Just re-read Rob's comment RE potential for these tests to be noisy. That is a known/expected thing especially for new workloads. We would provide some guidance in doing some tuning to get the test as noise-free as possible. You might be surprised how noisy the test actually isn't. But even if that's not possible we can let build-barons know to not triage the test and thus it would be purely informative.

Alternatively we could make the task only run when manually scheduled (or perhaps very infrequently). TLDR: there are lots of good reasons to put this into sys-perf or microbenchmarks and very few reasons not to, all of which have known solutions

In the interest of not ping-ponging this ticket around, let's chat if we decide to re-assign back to dev-prod. If there are gaps in DSI's offerings I'd like to capture those discretely so these kinds of workloads are easy to write, run, and debug self-service.

judah.schvimer what is the right team in your estimation to carry this forward?

Comment by Ryan Timmons [ 29/Sep/20 ]

FWIW it would probably be pretty straightforward and self-service to add a workload using the mongo-perf workloads. These workloads run arbitrary shell code.

They currently only run on microbenchmarks machines, but adding them to sys-perf to run on AWS machines is also straightforward and self-service. We could help with this portion of the work.

I'd like to encourage these tests to be written by the users who request it since they have a better understanding of exactly what kinds of performance regressions they want to prevent.

Comment by Judah Schvimer [ 24/Sep/20 ]

I'm fine not automating it at first. I'm just nervous to expect the replication and sharding teams to periodically take a look. Having the information though to look at, would still be a huge win.

Comment by Robert Guo (Inactive) [ 23/Sep/20 ]

We do get perf trend charts to see changes visually. I didn't plan on integrating signal processing since it's mostly used for user-facing workloads and not more internal ones like Google Benchmarks.

I'm a bit hesitant to run more rigorous analysis on these JS ad-hoc perf tests because there's likely going to be higher noise/signal ratio and false-positive change points (which is why we have dedicated perf clusters); but if you'd like automated analysis, I'm happy to sit down with the DAG and BB teams after workloads from this ticket have been running for a while to see what we can automate. The alternative is manual analysis where the test owners would go look at the results every few weeks, like what we do for gbench.

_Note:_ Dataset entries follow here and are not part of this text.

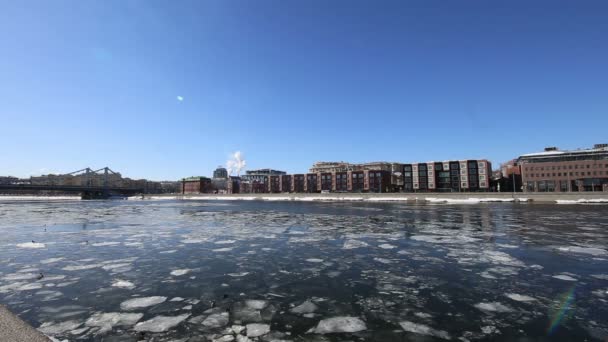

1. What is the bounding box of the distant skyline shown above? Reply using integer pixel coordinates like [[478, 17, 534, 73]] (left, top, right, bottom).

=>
[[0, 0, 608, 180]]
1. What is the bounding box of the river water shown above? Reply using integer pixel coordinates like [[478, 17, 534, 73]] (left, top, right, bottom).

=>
[[0, 200, 608, 341]]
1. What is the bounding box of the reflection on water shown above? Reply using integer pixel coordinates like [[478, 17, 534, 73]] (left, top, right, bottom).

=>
[[0, 201, 608, 341]]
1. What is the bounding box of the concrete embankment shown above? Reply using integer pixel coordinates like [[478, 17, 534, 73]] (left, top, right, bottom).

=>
[[0, 304, 51, 342], [144, 192, 608, 204]]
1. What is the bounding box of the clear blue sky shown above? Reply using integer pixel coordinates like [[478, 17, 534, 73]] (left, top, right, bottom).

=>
[[0, 0, 608, 180]]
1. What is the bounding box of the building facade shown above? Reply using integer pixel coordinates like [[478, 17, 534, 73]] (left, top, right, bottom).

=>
[[517, 144, 608, 192]]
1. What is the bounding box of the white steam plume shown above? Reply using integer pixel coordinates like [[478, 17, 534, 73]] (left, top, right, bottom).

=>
[[226, 151, 247, 176]]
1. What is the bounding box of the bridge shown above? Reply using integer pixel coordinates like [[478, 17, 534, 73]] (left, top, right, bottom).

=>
[[0, 167, 146, 199]]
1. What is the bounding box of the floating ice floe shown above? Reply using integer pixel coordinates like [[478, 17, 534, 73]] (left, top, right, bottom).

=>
[[555, 198, 608, 204], [38, 320, 82, 335], [247, 323, 270, 337], [40, 257, 65, 264], [85, 312, 144, 333], [309, 316, 367, 334], [378, 243, 397, 249], [474, 302, 513, 312], [399, 321, 450, 340], [171, 268, 192, 277], [306, 258, 323, 263], [201, 312, 229, 328], [557, 246, 608, 256], [342, 240, 369, 249], [212, 247, 233, 252], [120, 296, 167, 310], [112, 279, 135, 290], [17, 241, 46, 248], [134, 314, 190, 332], [505, 293, 536, 302], [91, 241, 120, 247], [289, 300, 318, 314]]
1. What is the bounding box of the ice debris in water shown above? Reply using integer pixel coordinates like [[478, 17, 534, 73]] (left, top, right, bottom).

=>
[[289, 300, 317, 314], [309, 316, 367, 334], [247, 323, 270, 337], [171, 268, 191, 276], [202, 312, 229, 328], [85, 312, 144, 333], [399, 321, 450, 340], [17, 241, 46, 248], [475, 302, 513, 312], [557, 246, 608, 256], [378, 243, 397, 249], [306, 258, 323, 263], [120, 296, 167, 310], [38, 320, 82, 335], [342, 240, 369, 249], [553, 274, 576, 281], [112, 279, 135, 290], [134, 314, 190, 332], [505, 293, 536, 302]]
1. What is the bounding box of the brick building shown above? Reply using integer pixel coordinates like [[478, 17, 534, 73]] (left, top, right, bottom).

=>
[[517, 144, 608, 192]]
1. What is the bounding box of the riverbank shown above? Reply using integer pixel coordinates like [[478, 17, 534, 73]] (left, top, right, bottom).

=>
[[138, 192, 608, 204]]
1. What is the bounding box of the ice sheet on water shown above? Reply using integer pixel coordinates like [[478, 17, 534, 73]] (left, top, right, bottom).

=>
[[38, 320, 82, 335], [85, 312, 144, 333], [306, 258, 323, 263], [17, 241, 46, 248], [557, 246, 608, 256], [289, 300, 318, 314], [91, 241, 120, 247], [134, 314, 190, 332], [311, 316, 367, 334], [120, 296, 167, 310], [378, 243, 397, 249], [171, 268, 192, 277], [342, 240, 369, 249], [201, 312, 229, 328], [505, 293, 536, 302], [474, 302, 513, 312], [399, 321, 450, 340], [553, 274, 577, 281], [247, 323, 270, 337], [40, 257, 65, 264], [112, 279, 135, 290]]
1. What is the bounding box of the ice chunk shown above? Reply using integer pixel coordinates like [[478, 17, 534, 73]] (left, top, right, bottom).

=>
[[247, 323, 270, 337], [40, 258, 64, 264], [171, 268, 192, 276], [306, 258, 323, 263], [399, 321, 450, 340], [17, 241, 46, 248], [505, 293, 536, 302], [38, 320, 82, 335], [202, 312, 229, 328], [120, 296, 167, 310], [378, 243, 397, 249], [553, 274, 576, 281], [289, 300, 318, 314], [212, 247, 232, 252], [134, 314, 190, 332], [312, 316, 367, 334], [474, 302, 513, 312], [557, 246, 608, 256], [85, 312, 144, 333], [112, 279, 135, 290], [245, 299, 268, 310], [342, 240, 369, 249]]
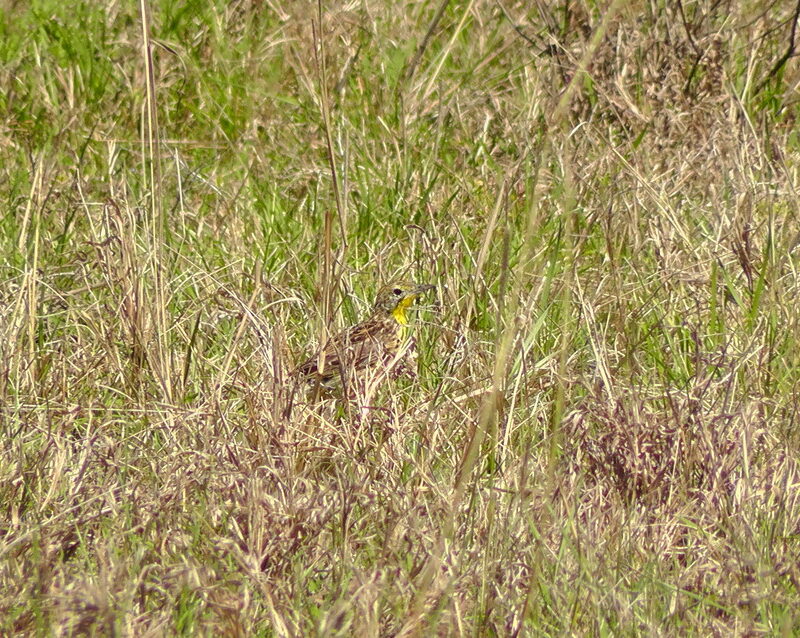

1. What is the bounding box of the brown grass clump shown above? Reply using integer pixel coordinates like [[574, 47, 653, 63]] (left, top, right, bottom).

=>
[[0, 0, 800, 637]]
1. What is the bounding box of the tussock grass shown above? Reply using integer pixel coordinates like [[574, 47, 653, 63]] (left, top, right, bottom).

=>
[[0, 0, 800, 636]]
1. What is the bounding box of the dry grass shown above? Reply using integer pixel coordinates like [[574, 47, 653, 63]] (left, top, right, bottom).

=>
[[0, 0, 800, 636]]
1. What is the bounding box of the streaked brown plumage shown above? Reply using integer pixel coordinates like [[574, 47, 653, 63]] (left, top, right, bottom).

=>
[[292, 282, 434, 388]]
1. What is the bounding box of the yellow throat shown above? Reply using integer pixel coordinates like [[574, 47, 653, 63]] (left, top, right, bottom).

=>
[[392, 295, 416, 326]]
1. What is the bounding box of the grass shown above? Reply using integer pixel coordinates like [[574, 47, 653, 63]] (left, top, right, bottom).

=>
[[0, 0, 800, 636]]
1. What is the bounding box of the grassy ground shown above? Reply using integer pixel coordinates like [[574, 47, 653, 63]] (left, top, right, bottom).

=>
[[0, 0, 800, 636]]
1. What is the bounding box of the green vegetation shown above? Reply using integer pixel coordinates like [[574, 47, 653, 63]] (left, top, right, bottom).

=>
[[0, 0, 800, 636]]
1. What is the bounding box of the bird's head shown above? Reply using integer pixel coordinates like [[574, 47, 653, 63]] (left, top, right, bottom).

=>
[[375, 281, 435, 325]]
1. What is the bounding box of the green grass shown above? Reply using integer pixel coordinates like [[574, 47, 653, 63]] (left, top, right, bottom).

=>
[[0, 0, 800, 636]]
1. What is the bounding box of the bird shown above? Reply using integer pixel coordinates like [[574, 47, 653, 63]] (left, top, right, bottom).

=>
[[292, 281, 435, 395]]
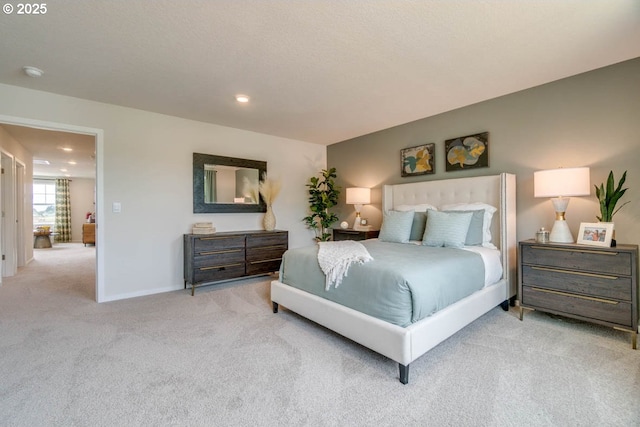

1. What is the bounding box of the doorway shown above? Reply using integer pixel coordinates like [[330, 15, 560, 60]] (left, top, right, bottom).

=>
[[0, 115, 104, 302]]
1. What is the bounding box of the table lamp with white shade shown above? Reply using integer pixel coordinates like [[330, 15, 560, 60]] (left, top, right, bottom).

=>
[[347, 187, 371, 230], [533, 167, 591, 243]]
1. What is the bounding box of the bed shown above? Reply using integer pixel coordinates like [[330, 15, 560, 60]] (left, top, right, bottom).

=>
[[271, 173, 516, 384]]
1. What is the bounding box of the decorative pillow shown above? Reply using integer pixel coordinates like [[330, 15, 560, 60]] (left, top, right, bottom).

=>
[[422, 210, 473, 248], [395, 203, 438, 240], [378, 211, 413, 243], [441, 202, 498, 248], [442, 209, 484, 246], [409, 212, 427, 240]]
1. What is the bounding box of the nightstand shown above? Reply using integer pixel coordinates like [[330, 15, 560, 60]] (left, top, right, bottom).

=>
[[333, 228, 380, 241], [518, 240, 640, 349]]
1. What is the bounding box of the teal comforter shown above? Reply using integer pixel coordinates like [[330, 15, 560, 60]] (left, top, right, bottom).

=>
[[280, 239, 484, 327]]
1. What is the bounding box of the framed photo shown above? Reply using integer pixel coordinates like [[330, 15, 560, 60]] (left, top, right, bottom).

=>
[[400, 143, 436, 176], [444, 132, 489, 172], [578, 222, 613, 247]]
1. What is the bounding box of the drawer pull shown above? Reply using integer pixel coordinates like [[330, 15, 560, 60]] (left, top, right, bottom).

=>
[[531, 245, 618, 256], [200, 264, 242, 271], [531, 266, 618, 280], [249, 258, 282, 264], [198, 236, 238, 240], [252, 245, 284, 250], [198, 249, 242, 255], [531, 287, 618, 305]]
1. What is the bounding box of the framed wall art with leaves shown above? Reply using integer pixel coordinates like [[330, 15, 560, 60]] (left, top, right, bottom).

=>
[[400, 143, 436, 176], [444, 132, 489, 172]]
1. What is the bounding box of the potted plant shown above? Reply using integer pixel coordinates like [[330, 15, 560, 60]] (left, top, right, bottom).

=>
[[303, 168, 340, 242], [595, 171, 629, 246], [595, 171, 629, 222]]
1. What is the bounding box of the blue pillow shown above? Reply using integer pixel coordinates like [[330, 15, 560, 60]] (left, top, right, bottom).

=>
[[409, 212, 430, 240], [422, 211, 473, 248], [378, 211, 413, 243], [441, 209, 484, 246]]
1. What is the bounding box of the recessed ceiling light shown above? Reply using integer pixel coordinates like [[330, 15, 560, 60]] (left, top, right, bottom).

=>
[[22, 65, 44, 77]]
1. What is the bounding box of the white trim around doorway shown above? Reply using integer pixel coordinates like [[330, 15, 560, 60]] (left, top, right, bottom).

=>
[[0, 114, 106, 302]]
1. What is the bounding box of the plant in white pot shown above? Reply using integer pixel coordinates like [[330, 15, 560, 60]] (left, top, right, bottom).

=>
[[595, 171, 629, 246], [302, 168, 340, 242]]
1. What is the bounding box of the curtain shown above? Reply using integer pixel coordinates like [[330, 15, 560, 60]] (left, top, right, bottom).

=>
[[204, 169, 218, 203], [55, 178, 71, 242]]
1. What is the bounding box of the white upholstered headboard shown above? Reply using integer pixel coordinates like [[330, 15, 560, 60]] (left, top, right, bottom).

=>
[[382, 173, 517, 298]]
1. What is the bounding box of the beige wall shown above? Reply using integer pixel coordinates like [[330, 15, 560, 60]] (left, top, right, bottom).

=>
[[0, 84, 326, 301], [69, 178, 96, 242], [327, 58, 640, 249]]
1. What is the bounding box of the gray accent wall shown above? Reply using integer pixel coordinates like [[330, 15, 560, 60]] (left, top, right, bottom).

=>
[[327, 58, 640, 249]]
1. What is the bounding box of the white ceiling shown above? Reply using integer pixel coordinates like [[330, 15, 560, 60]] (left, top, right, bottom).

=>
[[0, 0, 640, 176]]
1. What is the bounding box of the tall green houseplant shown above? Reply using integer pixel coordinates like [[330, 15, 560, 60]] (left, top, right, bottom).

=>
[[595, 171, 629, 222], [303, 168, 340, 242]]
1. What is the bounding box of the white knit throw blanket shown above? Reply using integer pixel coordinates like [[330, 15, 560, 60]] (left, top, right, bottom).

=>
[[318, 240, 373, 291]]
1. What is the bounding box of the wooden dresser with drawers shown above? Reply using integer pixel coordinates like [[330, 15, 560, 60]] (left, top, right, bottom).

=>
[[184, 230, 289, 295]]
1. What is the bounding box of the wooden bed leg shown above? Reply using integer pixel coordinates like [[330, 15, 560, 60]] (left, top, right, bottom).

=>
[[398, 363, 409, 384]]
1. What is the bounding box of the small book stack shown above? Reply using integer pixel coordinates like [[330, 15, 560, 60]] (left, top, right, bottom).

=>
[[191, 222, 216, 234]]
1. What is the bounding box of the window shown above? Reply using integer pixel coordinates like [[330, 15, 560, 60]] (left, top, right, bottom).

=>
[[33, 180, 56, 229]]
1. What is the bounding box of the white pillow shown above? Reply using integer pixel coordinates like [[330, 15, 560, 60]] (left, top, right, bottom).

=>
[[378, 211, 414, 243], [440, 202, 498, 249], [394, 203, 438, 212], [422, 210, 473, 248]]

Comment by Judah Schvimer [ 23/Sep/20 ]

If this is running in the correctness project, will we be able to run signal processing on it to see when the perf changes?

Comment by Brooke Miller [ 22/Sep/20 ]

In triaging, robert.guo discussed that we should write a shell helper to generate a perf report from a shell test, and a resmoke mechanism to combine the perf reports. The test will run in the correctness project since the correctness test fixtures don't require a single machine that will not work in sys-perf.

Comment by Judah Schvimer [ 14/Jan/20 ]

We should also add control tests for RollbackTest since we've worked to speed that up as well.

Comment by William Schultz (Inactive) [ 11/Dec/19 ]

judah.schvimer Not really, it just might mean we would encounter more significant perf fluctuations after we add the perf workload. I'm sure we could deal with them or ignore them appropriately, though. We could also do the work to create the workload but disable it until the work from PM-1360 is done, I suppose.

Comment by Judah Schvimer [ 11/Dec/19 ]

william.schultz, would it be a problem if this were done concurrently with PM-1360?

Comment by William Schultz (Inactive) [ 11/Dec/19 ]

The thought is that this can be completed separately from PM-1360, after that project's performance improvements to ReplSetTest and ShardingTest are finished.